State regulators say insurers ought to cut the premiums by another 15 to 20 percentage points to match the decline in losses.
``Deregulation does not equal competition,'' Mr. Birnbaum notes. He attributes the premium reductions that have occurred to the creation of a state corporation that now underwrites 20 percent of the workers' comp market. ``It has led the way to competition because it was the most aggressive on rates. The other companies were forced to follow,'' he says.
Many insurers have recently announced double-digit price cuts. But some say they are hesitant to go too far because of the uncertainty hanging over the Texas reforms. The reforms are being challenged in the state supreme court.
``A repeal of Senate Bill 1 by the Supreme Court would be devastating to the turnaround and the momentum the legislation has produced,'' says David Kenepp, workers' compensation manager for Liberty Mutual.
Free enterprise approach
Some companies won't care how the court rules. For decades, Texas has allowed businesses to opt out of the state-regulated system. (Two other states offer this option.) Companies such as McDonald's and Wendy's are among 1,200 members (with 275,000 employees) of the Texas Association of Responsible Nonsubscribers (TXANS).
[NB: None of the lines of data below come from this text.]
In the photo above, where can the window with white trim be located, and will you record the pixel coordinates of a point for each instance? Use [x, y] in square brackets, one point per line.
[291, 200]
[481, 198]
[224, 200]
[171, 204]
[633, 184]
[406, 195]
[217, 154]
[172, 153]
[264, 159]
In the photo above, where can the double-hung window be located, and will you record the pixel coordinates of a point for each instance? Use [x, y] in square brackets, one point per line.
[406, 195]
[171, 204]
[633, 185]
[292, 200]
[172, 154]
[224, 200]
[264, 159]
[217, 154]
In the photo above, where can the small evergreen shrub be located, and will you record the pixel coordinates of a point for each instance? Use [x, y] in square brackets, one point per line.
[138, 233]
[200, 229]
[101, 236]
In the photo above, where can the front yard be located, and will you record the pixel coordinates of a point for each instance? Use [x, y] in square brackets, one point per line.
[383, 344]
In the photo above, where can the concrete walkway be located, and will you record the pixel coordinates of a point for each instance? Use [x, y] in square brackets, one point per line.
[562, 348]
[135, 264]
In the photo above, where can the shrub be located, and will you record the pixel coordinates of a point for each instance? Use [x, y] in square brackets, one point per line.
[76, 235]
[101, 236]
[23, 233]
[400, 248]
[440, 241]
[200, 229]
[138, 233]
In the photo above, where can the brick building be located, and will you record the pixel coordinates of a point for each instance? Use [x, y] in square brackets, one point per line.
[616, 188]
Steve Bent, the association's executive director, criticizes the workers' compensation concept as flawed because it shields employers from liability and gives them no incentive to make workplaces safer. Members of TXANS offer injury benefits that equal or exceed those in the state system. And they promote safety aggressively.
One business that took that route, the Adolphus hotel in Dallas, reduced lost time injuries by 70 percent. The cost of its plan was only $300,000, in contrast with $2 million for workers' comp insurance.
Statistics like that have caught attention elsewhere. Twenty-one states are considering allowing businesses to opt out of the state workers' comp system, Bent says.